Profesional

Enfermeras escolares para cuidar la salud mental de la infancia y adolescencia

Las consejerías de Sanidad y Educación de todas las comunidades autónomas deben priorizar la contratación de enfermeras en colegios e institutos.

Hemos reclamado la presencia de enfermeras en todos los centros educativos para poder trabajar en la prevención, detección y seguimiento de casos de alumnado con problemas de salud mental que puedan llevar a autolesiones sin intención suicida.

En el marco del Día Mundial de la Concienciación sobre la Autolesión, que se celebra el 1 de marzo, nos hemos sumado al resto de organismos y organizaciones que quieren visibilizar y romper estigmas en torno a este tipo de comportamientos que se producen, fundamentalmente, en la adolescencia y que distintos estudios apuntan a un incremento progresivo de casos a lo largo de los últimos años.

Un reciente estudio de la Universidad Rey Juan Carlos concluye que más de la mitad de los menores de edad y cerca de ocho de cada diez jóvenes de entre 18 y 30 años aseguran conocer a alguien que se ha autolesionado en algún momento de su vida. En la misma línea, una encuesta realizada por SATSE y ANPE entre enfermeras escolares arrojaba el dato de que el 65,9 por ciento de estas profesionales conocía algún caso de autolesiones y/o intento autolítico entre su alumnado.

Ante esta realidad, pedimos que las consejerías de Sanidad y Educación de todas las comunidades autónomas prioricen la contratación de enfermeras en colegios e institutos, ya que, en la actualidad, su implantación es muy escasa y desigual. Se trata de una demanda que familias, profesorado y el resto de la comunidad educativa reclama de manera conjunta desde hace años.

Esfuerzo conjunto

Los años de infancia y adolescencia son etapas decisivas en el desarrollo y adquisición de hábitos y conductas por parte de cualquier persona, de ahí la importancia de que haya enfermeras en las aulas que puedan trabajar, junto al resto de la comunidad educativa y otros profesionales sanitarios, en el abordaje de la creciente incidencia de los problemas de salud mental entre los niños, niñas y jóvenes.
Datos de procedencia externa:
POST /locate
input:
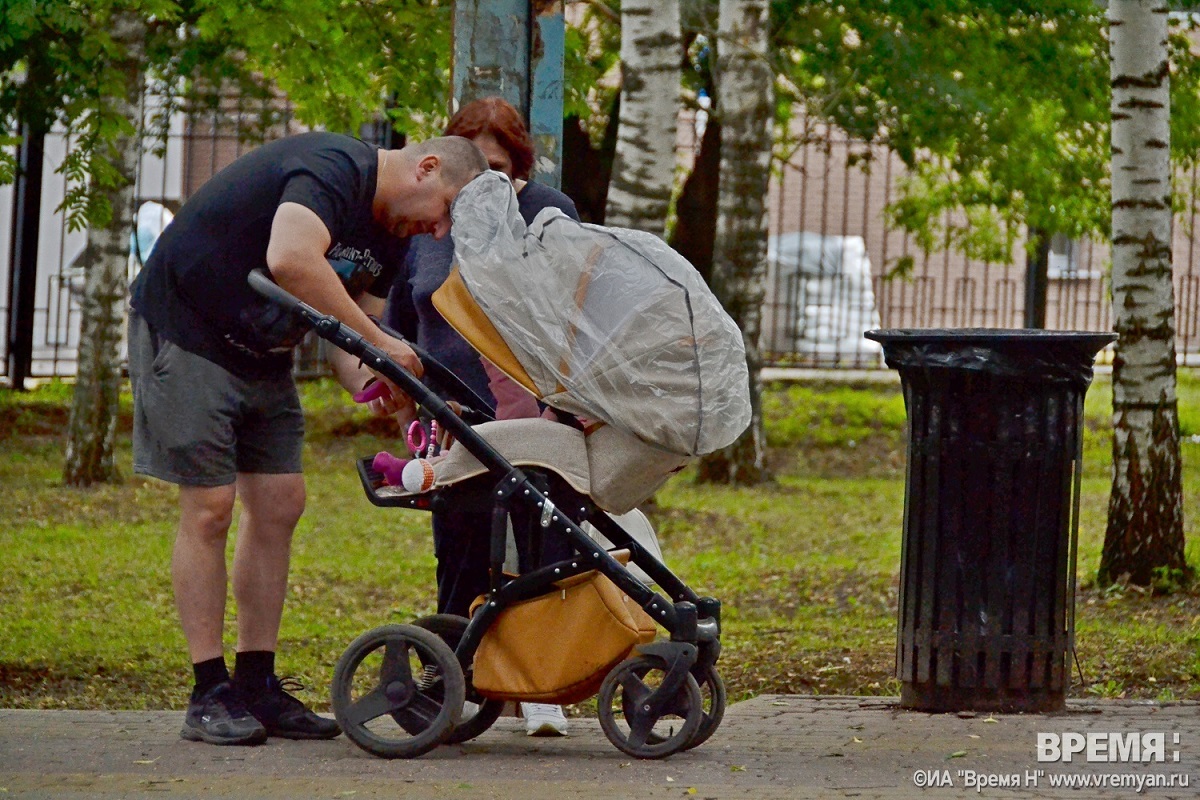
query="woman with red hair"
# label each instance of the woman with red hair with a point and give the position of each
(461, 539)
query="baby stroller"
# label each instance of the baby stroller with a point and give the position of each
(577, 627)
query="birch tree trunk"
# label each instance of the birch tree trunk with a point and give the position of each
(745, 110)
(643, 169)
(1145, 531)
(93, 427)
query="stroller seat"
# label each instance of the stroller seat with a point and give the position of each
(616, 469)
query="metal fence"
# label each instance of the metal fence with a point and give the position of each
(829, 258)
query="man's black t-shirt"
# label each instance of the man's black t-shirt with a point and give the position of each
(193, 288)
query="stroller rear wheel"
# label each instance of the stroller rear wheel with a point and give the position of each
(479, 713)
(397, 691)
(651, 726)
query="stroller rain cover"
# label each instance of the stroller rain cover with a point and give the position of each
(610, 324)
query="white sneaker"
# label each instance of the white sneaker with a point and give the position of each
(543, 720)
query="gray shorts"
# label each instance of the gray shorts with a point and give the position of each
(195, 423)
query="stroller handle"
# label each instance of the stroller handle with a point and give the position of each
(474, 410)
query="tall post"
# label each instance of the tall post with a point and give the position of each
(515, 49)
(1037, 265)
(23, 259)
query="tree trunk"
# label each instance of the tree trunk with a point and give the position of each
(739, 259)
(90, 437)
(643, 169)
(1144, 540)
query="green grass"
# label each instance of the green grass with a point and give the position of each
(807, 566)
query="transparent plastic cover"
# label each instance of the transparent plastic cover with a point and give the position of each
(610, 323)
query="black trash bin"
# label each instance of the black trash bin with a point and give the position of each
(991, 505)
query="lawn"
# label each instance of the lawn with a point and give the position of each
(807, 566)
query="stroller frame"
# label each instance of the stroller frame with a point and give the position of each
(429, 707)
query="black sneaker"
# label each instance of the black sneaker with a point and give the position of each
(287, 717)
(220, 717)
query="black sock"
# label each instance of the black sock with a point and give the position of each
(209, 673)
(252, 668)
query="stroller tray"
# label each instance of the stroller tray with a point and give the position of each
(377, 489)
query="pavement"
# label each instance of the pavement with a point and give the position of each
(771, 746)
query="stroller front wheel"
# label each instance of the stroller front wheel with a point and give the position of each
(651, 726)
(480, 713)
(397, 691)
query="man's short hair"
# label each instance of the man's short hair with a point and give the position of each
(461, 158)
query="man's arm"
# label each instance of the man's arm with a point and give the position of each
(295, 257)
(354, 376)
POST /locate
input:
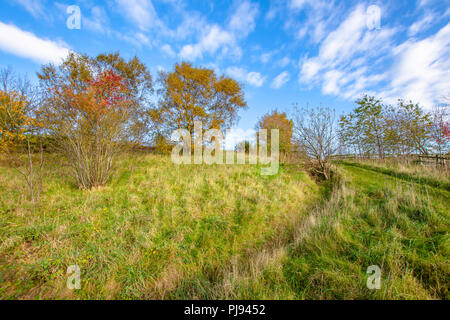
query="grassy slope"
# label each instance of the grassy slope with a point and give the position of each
(375, 219)
(226, 232)
(168, 232)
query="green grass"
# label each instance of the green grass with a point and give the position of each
(375, 219)
(225, 232)
(168, 232)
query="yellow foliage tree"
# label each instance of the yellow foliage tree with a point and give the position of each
(191, 94)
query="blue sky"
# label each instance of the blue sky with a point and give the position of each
(284, 52)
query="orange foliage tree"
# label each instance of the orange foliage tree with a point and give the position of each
(89, 109)
(14, 121)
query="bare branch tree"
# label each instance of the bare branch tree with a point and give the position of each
(315, 134)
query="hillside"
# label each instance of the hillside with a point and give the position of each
(223, 232)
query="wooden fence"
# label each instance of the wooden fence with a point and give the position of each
(436, 160)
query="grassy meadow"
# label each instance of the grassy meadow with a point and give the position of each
(162, 231)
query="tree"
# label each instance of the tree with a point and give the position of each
(416, 126)
(16, 129)
(94, 108)
(440, 129)
(280, 121)
(370, 122)
(13, 119)
(315, 135)
(190, 94)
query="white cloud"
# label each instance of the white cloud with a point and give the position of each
(213, 39)
(97, 21)
(167, 49)
(284, 62)
(34, 7)
(242, 22)
(340, 65)
(280, 80)
(421, 25)
(353, 60)
(27, 45)
(253, 78)
(140, 12)
(421, 70)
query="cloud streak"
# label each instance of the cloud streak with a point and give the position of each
(27, 45)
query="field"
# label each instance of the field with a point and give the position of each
(161, 231)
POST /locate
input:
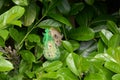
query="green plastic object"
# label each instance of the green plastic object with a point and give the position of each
(51, 50)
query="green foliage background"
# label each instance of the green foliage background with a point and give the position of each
(89, 49)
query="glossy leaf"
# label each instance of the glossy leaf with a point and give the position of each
(75, 10)
(64, 6)
(1, 3)
(75, 44)
(66, 74)
(16, 35)
(95, 76)
(71, 63)
(30, 15)
(85, 16)
(115, 67)
(82, 34)
(52, 66)
(21, 2)
(68, 46)
(100, 46)
(114, 53)
(2, 42)
(10, 16)
(114, 39)
(90, 2)
(5, 65)
(112, 26)
(49, 23)
(33, 38)
(61, 19)
(27, 56)
(24, 66)
(4, 34)
(106, 36)
(50, 75)
(116, 77)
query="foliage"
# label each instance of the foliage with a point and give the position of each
(89, 50)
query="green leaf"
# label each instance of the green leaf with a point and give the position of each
(114, 53)
(112, 26)
(21, 2)
(82, 34)
(102, 19)
(116, 77)
(90, 2)
(75, 44)
(1, 3)
(114, 39)
(33, 38)
(17, 36)
(48, 23)
(94, 76)
(106, 36)
(75, 10)
(71, 63)
(68, 46)
(24, 66)
(4, 34)
(10, 16)
(5, 65)
(64, 6)
(30, 15)
(114, 67)
(52, 66)
(27, 56)
(2, 42)
(66, 74)
(100, 46)
(50, 75)
(85, 16)
(61, 19)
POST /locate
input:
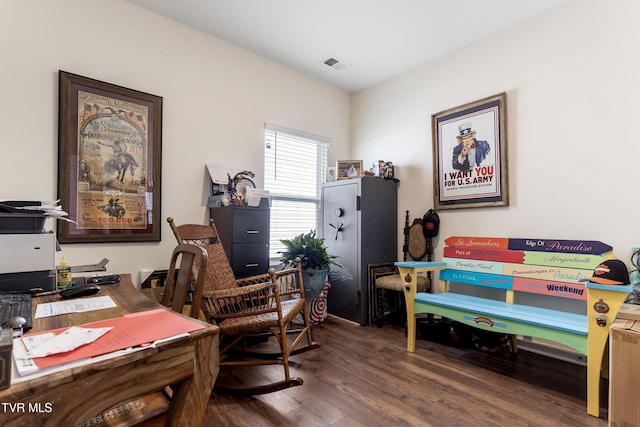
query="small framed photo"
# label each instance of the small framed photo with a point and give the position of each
(331, 174)
(348, 168)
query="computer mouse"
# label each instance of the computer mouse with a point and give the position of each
(80, 291)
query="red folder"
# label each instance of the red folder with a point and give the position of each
(130, 330)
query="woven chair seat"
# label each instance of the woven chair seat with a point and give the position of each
(395, 283)
(250, 308)
(257, 323)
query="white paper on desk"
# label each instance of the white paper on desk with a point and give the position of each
(73, 306)
(68, 340)
(21, 346)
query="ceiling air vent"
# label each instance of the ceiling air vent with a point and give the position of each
(335, 63)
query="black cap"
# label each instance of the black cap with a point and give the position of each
(611, 272)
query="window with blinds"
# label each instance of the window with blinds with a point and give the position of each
(295, 164)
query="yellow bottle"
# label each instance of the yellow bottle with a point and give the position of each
(64, 274)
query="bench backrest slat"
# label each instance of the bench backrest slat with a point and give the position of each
(478, 279)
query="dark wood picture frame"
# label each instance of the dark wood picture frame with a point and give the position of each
(470, 171)
(109, 162)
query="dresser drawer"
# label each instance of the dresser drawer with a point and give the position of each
(250, 226)
(250, 258)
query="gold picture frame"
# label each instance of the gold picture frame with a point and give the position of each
(470, 171)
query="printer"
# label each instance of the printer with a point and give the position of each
(27, 262)
(27, 253)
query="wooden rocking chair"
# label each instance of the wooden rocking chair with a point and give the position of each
(258, 306)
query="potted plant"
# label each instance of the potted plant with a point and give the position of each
(315, 260)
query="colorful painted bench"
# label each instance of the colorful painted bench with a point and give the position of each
(586, 333)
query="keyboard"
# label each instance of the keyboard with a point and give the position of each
(16, 304)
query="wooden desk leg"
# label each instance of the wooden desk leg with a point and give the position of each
(191, 396)
(409, 295)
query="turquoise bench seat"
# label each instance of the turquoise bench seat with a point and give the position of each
(477, 306)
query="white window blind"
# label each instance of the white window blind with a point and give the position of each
(295, 164)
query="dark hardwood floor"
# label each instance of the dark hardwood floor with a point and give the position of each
(363, 376)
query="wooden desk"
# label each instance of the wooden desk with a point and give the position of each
(68, 397)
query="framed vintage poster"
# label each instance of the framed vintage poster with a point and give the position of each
(109, 162)
(470, 155)
(348, 168)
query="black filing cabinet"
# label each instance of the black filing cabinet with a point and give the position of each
(360, 225)
(244, 231)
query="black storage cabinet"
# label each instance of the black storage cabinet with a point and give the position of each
(365, 212)
(244, 232)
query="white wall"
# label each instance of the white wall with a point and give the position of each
(216, 100)
(571, 78)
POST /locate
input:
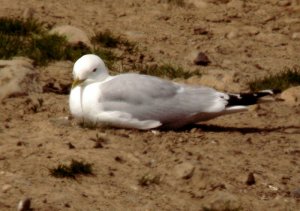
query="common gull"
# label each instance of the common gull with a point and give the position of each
(146, 102)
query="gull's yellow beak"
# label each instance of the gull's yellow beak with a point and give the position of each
(77, 82)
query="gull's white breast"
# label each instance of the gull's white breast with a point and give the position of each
(75, 102)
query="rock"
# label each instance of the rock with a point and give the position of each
(251, 179)
(296, 36)
(236, 4)
(73, 34)
(291, 96)
(184, 170)
(250, 30)
(296, 193)
(200, 31)
(232, 34)
(222, 201)
(28, 13)
(201, 59)
(284, 3)
(198, 3)
(6, 187)
(18, 77)
(24, 205)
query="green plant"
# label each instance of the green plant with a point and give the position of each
(108, 40)
(166, 70)
(20, 27)
(280, 81)
(72, 170)
(10, 45)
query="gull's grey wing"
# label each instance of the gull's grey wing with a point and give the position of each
(152, 98)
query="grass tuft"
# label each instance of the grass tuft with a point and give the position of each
(166, 70)
(71, 171)
(280, 81)
(20, 27)
(108, 40)
(10, 45)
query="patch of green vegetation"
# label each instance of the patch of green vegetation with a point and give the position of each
(166, 70)
(108, 40)
(10, 46)
(149, 179)
(20, 37)
(280, 81)
(46, 48)
(71, 171)
(20, 27)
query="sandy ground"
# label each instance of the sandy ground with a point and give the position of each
(202, 167)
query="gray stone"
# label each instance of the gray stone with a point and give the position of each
(296, 36)
(184, 170)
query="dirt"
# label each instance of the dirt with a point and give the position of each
(204, 167)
Además de demandar la implantación de la figura de la enfermera escolar en los diferentes ámbitos de negociación en los que tiene presencia, organizamos y participamos en jornadas divulgativas y de sensibilización, como la realizada esta semana en Murcia, para poner el foco social en la importancia de cuidar la salud, no solo física sino también mental y emocional, de la infancia y adolescencia.

La realidad actual de la salud mental en la infancia y adolescencia es muy preocupante, con un incremento drástico en la prevalencia de trastornos en los últimos años, y, lamentablemente, las administraciones no están destinando los recursos necesarios para evitar problemas aún mayores en muy pocos años.

Conductas lesivas

En concreto, la enfermera escolar desempeña un papel importante en la prevención de los problemas de salud mental a través de la identificación de factores de riesgo relacionados con el inicio de conductas perjudiciales, como el consumo de alcohol o drogas, y situaciones como el acoso escolar, la violencia en las aulas, la baja autoestima o los problemas de socialización.

También realiza una labor de detección, aviso y alerta al equipo docente y de orientación, así como al equipo de salud, para la derivación de casos al profesional correspondiente (enfermera de salud mental, psicólogo u otro especialista).

En definitiva, la enfermera escolar es una pieza decisiva en el engranaje de apoyo y atención multidisciplinar que puede necesitar un niño, niña o joven ante un problema que, en ocasiones, puede pasar desapercibido, incluso, para su familia.

Al respecto, recordamos que los centros educativos son el espacio de socialización en el que menores y jóvenes pasan gran parte de su tiempo y, por ello, lograr que sean siempre espacios seguros y generadores de salud resulta esencial.